In case of setting up the new fund, fresh investors will be explicitly informed that the new scheme holds unliquidated investments from a previously closed scheme and the reasons thereof. If such new scheme has been launched with the objective to only transfer unliquidated investments from the old scheme, and not to make any new investment, then such scheme shall be exempted from certain provisions of the AIF Regulations, i.e., minimum scheme corpus, minimum capital commitment requirement, fixed tenure and investment concentration norms.
In case the consent of 75% of investors (by value of their investments) is not received either for in-specie distribution or for transfer to a new scheme per the terms proposed above, the Manager shall have to mandatorily liquidate the investments at liquidation value within a year of expiry.
While the option of setting up a liquidation/ roll-over scheme may provide respite to AIFs nearing the end of their term, certain other issues around raising funds in the liquidation scheme from fresh investors to provide an exit to the prior scheme (especially considering that investors of the prior scheme need not exit, and may become investors of the liquidation scheme) would need to be considered once the fine print of the regulatory amendment is available.
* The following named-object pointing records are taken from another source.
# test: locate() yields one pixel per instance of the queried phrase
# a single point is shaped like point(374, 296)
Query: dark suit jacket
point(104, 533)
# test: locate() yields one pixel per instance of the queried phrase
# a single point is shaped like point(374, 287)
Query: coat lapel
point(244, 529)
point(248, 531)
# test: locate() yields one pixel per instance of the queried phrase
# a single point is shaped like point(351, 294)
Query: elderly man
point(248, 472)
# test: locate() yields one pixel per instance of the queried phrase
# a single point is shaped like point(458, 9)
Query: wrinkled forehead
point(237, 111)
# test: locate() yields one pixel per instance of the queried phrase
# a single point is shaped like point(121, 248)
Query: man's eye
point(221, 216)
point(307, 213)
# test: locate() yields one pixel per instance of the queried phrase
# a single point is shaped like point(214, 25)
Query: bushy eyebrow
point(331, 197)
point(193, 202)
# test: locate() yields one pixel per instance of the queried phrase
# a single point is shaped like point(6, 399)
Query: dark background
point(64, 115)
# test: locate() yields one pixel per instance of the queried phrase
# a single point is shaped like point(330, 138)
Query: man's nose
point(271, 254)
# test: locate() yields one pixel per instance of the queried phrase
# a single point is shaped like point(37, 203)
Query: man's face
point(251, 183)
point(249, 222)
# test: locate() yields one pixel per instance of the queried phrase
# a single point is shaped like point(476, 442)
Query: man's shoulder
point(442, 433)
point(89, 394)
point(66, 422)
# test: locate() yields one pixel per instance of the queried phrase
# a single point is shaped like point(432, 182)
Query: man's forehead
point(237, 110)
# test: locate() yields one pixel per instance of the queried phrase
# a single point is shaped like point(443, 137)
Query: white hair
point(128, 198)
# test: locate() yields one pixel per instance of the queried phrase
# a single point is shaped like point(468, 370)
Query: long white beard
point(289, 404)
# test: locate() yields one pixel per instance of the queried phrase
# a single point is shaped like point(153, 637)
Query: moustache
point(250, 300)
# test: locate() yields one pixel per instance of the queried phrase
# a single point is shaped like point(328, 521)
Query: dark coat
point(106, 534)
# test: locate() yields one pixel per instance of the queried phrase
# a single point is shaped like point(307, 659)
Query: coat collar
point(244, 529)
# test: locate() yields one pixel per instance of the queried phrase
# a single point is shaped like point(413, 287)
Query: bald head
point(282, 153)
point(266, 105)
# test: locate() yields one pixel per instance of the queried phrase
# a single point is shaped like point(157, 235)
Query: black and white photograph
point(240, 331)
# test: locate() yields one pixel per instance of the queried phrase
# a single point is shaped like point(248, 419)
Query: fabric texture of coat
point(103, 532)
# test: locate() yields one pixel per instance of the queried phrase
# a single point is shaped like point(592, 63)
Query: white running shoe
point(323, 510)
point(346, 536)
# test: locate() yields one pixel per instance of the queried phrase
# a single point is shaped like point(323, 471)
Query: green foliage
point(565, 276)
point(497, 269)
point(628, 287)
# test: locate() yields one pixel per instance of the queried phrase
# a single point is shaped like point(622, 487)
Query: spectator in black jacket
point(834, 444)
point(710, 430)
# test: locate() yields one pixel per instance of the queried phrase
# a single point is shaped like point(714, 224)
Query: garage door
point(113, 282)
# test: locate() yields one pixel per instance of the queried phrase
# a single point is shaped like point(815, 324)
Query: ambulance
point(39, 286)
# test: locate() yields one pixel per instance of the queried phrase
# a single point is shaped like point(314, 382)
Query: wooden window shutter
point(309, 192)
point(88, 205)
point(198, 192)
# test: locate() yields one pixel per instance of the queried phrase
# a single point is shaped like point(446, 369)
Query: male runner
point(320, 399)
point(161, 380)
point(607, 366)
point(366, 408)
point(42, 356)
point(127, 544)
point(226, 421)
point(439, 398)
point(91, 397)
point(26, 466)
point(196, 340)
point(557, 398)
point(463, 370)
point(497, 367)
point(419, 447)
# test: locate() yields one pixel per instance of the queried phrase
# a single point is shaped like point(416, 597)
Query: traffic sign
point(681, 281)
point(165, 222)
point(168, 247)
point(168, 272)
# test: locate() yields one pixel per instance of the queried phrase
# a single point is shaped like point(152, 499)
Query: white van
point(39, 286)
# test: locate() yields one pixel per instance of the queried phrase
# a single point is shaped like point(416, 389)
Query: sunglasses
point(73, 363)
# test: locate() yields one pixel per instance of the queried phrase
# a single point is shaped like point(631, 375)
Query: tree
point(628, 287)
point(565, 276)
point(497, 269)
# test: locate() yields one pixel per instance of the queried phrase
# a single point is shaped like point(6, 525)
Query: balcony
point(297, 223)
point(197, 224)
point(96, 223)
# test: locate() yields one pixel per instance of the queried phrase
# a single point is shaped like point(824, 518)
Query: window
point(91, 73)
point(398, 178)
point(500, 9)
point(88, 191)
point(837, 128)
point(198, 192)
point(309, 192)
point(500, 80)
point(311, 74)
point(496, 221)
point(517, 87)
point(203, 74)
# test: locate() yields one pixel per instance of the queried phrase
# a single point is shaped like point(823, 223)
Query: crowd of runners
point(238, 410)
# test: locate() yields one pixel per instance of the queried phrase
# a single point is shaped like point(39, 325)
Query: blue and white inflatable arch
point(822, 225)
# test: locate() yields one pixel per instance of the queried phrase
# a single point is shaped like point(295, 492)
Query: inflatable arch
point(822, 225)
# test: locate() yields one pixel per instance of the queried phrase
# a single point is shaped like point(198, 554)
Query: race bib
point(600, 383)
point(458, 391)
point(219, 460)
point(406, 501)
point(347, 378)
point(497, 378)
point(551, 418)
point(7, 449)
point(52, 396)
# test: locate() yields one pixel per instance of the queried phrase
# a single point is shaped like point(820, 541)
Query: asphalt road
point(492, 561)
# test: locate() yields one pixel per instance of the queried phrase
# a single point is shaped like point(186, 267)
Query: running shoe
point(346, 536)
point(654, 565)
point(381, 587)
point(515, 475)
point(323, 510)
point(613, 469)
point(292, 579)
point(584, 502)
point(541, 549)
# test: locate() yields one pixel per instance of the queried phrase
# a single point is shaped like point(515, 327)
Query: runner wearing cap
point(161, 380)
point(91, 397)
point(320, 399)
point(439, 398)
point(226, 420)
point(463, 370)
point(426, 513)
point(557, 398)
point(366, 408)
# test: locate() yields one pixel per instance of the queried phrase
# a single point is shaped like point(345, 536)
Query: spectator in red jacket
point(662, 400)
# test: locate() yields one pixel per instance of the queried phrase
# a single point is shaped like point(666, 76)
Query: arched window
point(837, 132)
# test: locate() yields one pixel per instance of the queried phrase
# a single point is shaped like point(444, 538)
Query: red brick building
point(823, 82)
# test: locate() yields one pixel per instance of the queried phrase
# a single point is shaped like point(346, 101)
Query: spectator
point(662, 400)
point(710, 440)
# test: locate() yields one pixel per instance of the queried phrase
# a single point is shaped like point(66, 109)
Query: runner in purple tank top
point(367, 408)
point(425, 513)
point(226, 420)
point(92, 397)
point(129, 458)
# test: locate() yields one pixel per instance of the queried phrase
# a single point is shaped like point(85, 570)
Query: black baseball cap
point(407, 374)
Further, procuring consent of 75% of investors by value for transferring assets to a liquidation scheme may also be a hurdle in implementing this solution for unliquidated assets.
Considering that VCFs set up under the erstwhile SEBI VCF Regulations are presently nearing the end of their term, it may be useful to include such VCFs under the ambit of SEBI’s proposal with the liquidation scheme being set up under the AIF regime.
Conclusion
The proposals made by SEBI in the abovementioned consultation papers are a ‘mixed bag’. Particularly, proposals for replacement of experience criteria with a certification requirement and transfer of unliquidated assets to a liquidation scheme need to be looked into minutely and thereafter finalised post industry feedback. We would encourage fund managers to provide their inputs to SEBI before the proposals under the consultation papers are incorporated into SEBI regulations.
[1] SEBI | Consultation paper on review of eligibility criteria for the key investment team and prescribing qualification for compliance officer of Manager of an Alternative Investment Fund
[2] SEBI | Consultation paper on Investor consent for buying/selling investments from/to associates of AIFs
[3] The meaning of ‘associates’ would be interpreted as per its definition in the AIF Regulations: “associate” means a company or a limited liability partnership or a body corporate in which a director or trustee or partner or Sponsor or Manager of the Alternative Investment Fund or a director or partner of the Manager or Sponsor holds, either individually or collectively, more than fifteen percent of its paid-up equity share capital or partnership interest, as the case may be.
[4] SEBI | Consultation paper on dematerialisation of units of AIFs
[5] SEBI | Consultation paper on direct plan for schemes of Alternative Investment Funds (AIFs) and trail model for distribution commission in AIFs
[6] SEBI | Consultation Paper on providing option to Alternative Investment Funds and their investors to carry forward unliquidated investments of a scheme upon completion of its tenure
[7] The IBBI (Insolvency Resolution Process for Corporate Persons) Regulations, 2016 provides for ascertainment of liquidation value by two registered valuers in accordance with internationally accepted valuation standards, after physical verification of the inventory and fixed assets.